How to Guides

How to spot false green claims

by FESPA Staff | 25/11/2024
How to spot false green claims

Common deceptive green claims and how to uncover them.

False claims about products are increasingly common today as businesses fight for consumers who are far more motivated to mitigate the polluting effects of modern consumerism and want to reduce their environmental and social impact. This effectively cripples firms who have no regard for their carbon footprint or waste disposal policy. But rather than genuinely move towards a more sustainable mode of production, many firms try to take a short cut – or greenwash. 

What is greenwashing?

To understand exactly what we mean by greenwashing, let’s look at its definition: ‘Greenwashing is the process of using misleading or false information about a company’s operations or products or services to deceive customers or members of the public about their environmental impact.’

The topic itself is very broad, and there are further sub-sections of greenwashing: 

  • Greencrowding – where a company relies on safety in numbers as part of a group of different companies, all moving at the rate of the slowest in terms of their approach to sustainability.

  • Greenlighting or greenspotlighting – where a company will draw attention to one specific positive area of its sustainability performance, while ignoring or obscuring other less positive areas.

  • Greenshifting – where a company shifts the responsibility for sustainability onto the consumer.

  • Greenhushing – where a company underreports its activities to try to evade scrutiny.

The Competition and Markets Authority (CMA) has already identified companies that are making false claims around sustainability in the UK. In September 2024, it issued a letter to 17 well-known fashion brands, advising them to review their green claims. This occured after a CMA investigation into – and securing subsequent commitments from – ASOS, Boohoo and George at Asda.

It’s not just the CMA – the Advertising Standards Authority (ASA) has also taken direct action against misleading sustainability statements.

“In 2023, the ASA banned a poster advert for airline Lufthansa because it had the slogan ‘Lufthansa Group. Connecting the world. Protecting its future. #MakeChangeFly’,” Steve Lister, a sustainability consultant, says.

“Think of all the time, effort and money that would have gone into that advertising campaign. That was all wasted because, the ASA said, how could an airline actually be protecting the future of the planet?”

A similar situation occurred with Persil’s television advertising campaign that used the slogan ‘Tough on stains, kinder on our planet’. That was banned by the ASA in 2022 because it was deemed to be unsubstantiated. 

And the same happened in 2021 when two adverts from HSBC publicising its role in the green transition were banned for omitting information about its own contribution to carbon dioxide and greenhouse gas emissions.

Looking out for greenwashing

The WWF advises that to work out if a product or business is genuine or greenwashing, you should look for four factors: buzzwords, evidence, verification and sustainability. 
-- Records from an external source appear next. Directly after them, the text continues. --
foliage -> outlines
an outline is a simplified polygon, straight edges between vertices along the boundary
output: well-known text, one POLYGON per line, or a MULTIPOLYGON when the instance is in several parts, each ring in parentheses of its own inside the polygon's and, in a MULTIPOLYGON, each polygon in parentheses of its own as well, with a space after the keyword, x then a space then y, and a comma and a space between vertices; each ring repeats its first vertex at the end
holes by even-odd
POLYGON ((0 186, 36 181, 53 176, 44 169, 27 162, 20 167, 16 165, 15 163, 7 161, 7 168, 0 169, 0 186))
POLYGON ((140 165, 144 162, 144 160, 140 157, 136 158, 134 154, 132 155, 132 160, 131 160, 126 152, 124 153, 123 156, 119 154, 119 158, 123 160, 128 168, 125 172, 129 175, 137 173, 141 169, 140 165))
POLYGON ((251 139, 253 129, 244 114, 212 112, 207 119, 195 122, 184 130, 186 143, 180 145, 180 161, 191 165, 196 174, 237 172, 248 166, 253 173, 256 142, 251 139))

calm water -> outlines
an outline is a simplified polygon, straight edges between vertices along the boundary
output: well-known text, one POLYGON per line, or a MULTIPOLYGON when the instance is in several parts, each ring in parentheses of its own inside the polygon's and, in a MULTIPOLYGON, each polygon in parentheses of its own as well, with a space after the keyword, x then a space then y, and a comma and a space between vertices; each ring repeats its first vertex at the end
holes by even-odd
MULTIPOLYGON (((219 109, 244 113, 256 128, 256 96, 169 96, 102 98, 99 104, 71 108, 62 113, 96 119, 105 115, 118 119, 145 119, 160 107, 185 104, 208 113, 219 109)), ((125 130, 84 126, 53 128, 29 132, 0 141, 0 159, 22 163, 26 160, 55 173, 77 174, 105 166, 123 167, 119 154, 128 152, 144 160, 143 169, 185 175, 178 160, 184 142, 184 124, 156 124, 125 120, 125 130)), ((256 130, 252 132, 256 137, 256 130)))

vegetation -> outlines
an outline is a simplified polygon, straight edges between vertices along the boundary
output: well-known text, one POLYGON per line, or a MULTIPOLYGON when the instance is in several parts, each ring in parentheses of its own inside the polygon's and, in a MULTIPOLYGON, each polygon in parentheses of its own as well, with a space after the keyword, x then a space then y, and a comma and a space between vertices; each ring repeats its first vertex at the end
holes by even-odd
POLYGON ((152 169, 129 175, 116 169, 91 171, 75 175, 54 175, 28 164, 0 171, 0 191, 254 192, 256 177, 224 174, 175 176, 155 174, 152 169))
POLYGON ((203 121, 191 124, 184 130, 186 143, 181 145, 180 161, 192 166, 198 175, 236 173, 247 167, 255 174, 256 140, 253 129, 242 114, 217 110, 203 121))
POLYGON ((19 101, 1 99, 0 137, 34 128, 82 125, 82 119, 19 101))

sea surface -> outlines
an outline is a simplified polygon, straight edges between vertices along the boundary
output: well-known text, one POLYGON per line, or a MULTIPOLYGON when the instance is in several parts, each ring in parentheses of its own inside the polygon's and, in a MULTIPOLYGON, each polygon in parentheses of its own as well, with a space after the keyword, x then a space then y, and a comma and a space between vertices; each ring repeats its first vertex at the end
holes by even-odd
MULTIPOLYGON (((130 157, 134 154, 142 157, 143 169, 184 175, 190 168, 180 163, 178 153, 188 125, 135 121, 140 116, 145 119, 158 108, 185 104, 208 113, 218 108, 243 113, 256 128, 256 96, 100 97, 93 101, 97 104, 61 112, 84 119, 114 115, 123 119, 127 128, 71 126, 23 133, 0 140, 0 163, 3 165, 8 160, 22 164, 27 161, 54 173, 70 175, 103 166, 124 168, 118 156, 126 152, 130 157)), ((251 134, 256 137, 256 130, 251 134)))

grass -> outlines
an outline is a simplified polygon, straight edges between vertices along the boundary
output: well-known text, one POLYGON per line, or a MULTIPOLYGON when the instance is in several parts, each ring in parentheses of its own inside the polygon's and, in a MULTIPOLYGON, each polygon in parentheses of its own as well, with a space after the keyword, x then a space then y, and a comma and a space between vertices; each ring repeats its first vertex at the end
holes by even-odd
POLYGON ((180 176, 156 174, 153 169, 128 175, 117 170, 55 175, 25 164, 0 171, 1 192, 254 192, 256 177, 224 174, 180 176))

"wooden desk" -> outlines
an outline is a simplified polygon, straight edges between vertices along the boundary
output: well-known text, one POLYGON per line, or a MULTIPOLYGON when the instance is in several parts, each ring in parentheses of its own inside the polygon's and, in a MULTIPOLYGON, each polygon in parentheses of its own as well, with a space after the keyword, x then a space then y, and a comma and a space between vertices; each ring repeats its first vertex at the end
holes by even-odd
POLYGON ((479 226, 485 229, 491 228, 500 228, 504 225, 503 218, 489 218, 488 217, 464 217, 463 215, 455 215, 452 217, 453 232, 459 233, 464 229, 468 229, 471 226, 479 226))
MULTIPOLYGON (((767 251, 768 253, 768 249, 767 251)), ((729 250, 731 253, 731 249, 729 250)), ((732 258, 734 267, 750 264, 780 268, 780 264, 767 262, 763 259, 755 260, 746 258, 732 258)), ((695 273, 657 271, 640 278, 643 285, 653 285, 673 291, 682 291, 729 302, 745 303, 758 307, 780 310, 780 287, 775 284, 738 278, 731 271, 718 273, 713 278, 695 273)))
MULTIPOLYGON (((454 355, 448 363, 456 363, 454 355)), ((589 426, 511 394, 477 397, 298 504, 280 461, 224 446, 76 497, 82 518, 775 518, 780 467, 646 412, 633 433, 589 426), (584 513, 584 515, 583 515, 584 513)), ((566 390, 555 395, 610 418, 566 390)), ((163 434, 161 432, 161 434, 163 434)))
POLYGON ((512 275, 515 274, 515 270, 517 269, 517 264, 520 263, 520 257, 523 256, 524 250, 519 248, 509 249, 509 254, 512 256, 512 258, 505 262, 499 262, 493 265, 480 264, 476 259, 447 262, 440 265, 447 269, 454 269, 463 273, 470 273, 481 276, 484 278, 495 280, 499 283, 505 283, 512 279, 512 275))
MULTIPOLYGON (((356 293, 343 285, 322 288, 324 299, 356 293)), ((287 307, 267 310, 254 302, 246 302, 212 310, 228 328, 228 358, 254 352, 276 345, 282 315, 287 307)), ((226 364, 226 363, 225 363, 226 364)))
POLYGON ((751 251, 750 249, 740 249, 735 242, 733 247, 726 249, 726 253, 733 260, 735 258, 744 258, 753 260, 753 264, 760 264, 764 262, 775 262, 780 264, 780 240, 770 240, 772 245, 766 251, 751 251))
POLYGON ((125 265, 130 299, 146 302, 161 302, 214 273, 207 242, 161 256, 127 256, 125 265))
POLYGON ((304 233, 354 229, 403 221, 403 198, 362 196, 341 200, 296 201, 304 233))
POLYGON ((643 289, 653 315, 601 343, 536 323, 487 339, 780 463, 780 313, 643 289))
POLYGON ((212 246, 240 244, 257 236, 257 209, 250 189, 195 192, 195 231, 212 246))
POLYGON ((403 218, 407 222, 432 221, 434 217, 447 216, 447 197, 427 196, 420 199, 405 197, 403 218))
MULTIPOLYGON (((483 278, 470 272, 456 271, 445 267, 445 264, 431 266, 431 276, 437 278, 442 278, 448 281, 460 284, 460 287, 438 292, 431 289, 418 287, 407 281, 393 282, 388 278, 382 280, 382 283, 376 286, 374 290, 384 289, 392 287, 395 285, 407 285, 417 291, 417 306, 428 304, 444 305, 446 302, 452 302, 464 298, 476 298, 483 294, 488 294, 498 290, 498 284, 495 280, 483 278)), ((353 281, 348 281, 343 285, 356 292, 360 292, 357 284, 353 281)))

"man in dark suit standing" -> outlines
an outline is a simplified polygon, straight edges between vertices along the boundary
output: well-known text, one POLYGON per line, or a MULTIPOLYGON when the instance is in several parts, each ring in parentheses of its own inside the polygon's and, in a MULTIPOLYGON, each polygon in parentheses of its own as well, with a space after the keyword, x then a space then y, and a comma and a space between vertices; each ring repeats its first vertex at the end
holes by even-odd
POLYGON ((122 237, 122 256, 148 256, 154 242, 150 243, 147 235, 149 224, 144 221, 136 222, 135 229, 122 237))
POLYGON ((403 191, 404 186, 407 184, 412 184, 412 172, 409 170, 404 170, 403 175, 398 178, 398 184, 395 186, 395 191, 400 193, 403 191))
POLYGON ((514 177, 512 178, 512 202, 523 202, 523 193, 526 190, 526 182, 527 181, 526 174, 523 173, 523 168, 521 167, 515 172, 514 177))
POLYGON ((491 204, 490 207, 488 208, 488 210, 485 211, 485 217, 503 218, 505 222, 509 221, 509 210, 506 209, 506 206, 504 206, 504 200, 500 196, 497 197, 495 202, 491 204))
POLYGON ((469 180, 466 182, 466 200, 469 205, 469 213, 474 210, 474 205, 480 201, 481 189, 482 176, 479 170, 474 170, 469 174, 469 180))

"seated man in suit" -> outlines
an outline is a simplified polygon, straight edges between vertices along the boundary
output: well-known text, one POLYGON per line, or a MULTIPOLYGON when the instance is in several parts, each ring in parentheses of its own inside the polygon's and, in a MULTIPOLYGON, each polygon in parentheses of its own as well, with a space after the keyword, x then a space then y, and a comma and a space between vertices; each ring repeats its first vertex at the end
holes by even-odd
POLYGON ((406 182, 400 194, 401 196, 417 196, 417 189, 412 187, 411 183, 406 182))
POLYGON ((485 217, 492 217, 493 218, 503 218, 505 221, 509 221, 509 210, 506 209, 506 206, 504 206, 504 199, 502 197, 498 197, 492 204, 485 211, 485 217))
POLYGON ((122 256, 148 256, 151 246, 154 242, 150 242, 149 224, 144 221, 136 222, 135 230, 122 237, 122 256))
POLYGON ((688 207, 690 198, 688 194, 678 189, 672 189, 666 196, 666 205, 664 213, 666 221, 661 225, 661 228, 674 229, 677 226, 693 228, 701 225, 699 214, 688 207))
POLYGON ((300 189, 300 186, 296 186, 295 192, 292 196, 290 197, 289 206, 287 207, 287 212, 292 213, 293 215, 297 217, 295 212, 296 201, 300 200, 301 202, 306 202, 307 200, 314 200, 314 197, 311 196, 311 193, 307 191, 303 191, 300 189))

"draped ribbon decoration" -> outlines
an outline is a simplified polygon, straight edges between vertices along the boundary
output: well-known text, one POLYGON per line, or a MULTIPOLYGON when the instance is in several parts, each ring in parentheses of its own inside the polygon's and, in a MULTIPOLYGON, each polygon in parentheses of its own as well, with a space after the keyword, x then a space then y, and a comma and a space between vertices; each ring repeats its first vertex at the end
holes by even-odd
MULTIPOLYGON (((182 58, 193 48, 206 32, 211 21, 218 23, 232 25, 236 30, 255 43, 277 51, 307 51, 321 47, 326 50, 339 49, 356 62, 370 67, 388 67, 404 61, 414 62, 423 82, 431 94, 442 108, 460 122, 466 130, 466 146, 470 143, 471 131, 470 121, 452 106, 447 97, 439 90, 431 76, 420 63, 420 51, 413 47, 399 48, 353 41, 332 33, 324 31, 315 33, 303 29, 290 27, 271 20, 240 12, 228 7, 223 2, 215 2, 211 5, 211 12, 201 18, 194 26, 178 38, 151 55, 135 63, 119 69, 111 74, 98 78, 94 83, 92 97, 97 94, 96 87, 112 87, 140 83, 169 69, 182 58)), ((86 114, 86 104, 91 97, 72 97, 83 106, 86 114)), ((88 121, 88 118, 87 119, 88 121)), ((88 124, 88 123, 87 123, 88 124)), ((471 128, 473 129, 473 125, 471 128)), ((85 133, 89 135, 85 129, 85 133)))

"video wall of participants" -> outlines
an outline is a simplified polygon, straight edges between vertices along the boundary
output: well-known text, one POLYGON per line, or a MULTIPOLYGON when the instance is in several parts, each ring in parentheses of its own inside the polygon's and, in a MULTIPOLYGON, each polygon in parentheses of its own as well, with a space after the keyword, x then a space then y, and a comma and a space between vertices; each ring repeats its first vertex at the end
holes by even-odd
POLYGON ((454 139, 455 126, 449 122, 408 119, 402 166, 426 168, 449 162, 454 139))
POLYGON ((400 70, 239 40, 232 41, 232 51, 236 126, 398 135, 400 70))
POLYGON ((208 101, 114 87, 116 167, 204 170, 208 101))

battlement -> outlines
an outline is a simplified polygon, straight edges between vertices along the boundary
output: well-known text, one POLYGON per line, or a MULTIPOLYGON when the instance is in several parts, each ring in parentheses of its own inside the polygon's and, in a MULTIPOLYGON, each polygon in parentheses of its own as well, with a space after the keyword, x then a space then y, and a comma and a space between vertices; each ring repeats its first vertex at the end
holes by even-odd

Some buzzwords are used almost automatically and, either as consumers or businesses, we don’t think too deeply about what they mean. Take the word ‘reusable’, for example: technically anything is reusable, if you don’t throw it away. And ‘environmentally friendly’ has no legal definition or set of rules by which we can define how ‘green’ the product is. ‘Compostable’ does not necessarily mean that the product can be composted in the home: it might require industrial composting, which can be misleading to the consumer.

The CMA, in its September letter, said it was concerned with the use of broad terms in fashion, such as ‘sustainable’, which were unclear and so more likely to mislead consumers. It also highlighted the misuse of the word ‘recycled’, which could suggest that the entire product was made of recycled materials –  when this did not appear to be the case.

Firms rarely prove their green claims with evidence. Businesses genuinely attempting to be better should use transparent, auditable and trustworthy data to support their claims. The CMA says: “Claims should be proven with robust, credible and recent evidence.”

Certifications from a body with stringent guidelines are a good way to show that green claims are credible or working towards standards such as the United Nations Sustainable Development Goals

A further level of trust can be added with verification. Evidence should be verified by a third party, such as B Corp or the Forestry Standards Council. Only 6,000 businesses are B Corp verified, indicating the high standards firms must reach and the hard work they must carry out to bear the B Corp kitemark. But consumers can then tell immediately that the firm is at the very least serious about its green claims.

Printers should also look at their business’s sustainability as a whole. There are three pillars of sustainability: environmental, social and economic (sometimes also described as the 3 Ps: People, Planet, Profit). Often, firms prioritise the reduction of their waste, plastic or carbon impact and neglect the social and economic effects that their output has. In the social pillar, for example, firms should combat social exclusion and discrimination and contribute to the wellbeing of its workers and customers. And in the economic pillar, firms can keep their values in line with those of society at large while also saving money, such as undertaking honest accounting, efficient waste management and using renewable energy sources. 

Greenwashing isn’t just deceptive to consumers, investors and the public. It could result in large fines, reputational damage and financial risk. Making clear, unambiguous, verified claims is not only better for business, but it promotes and works towards real concrete solutions to the climate crisis.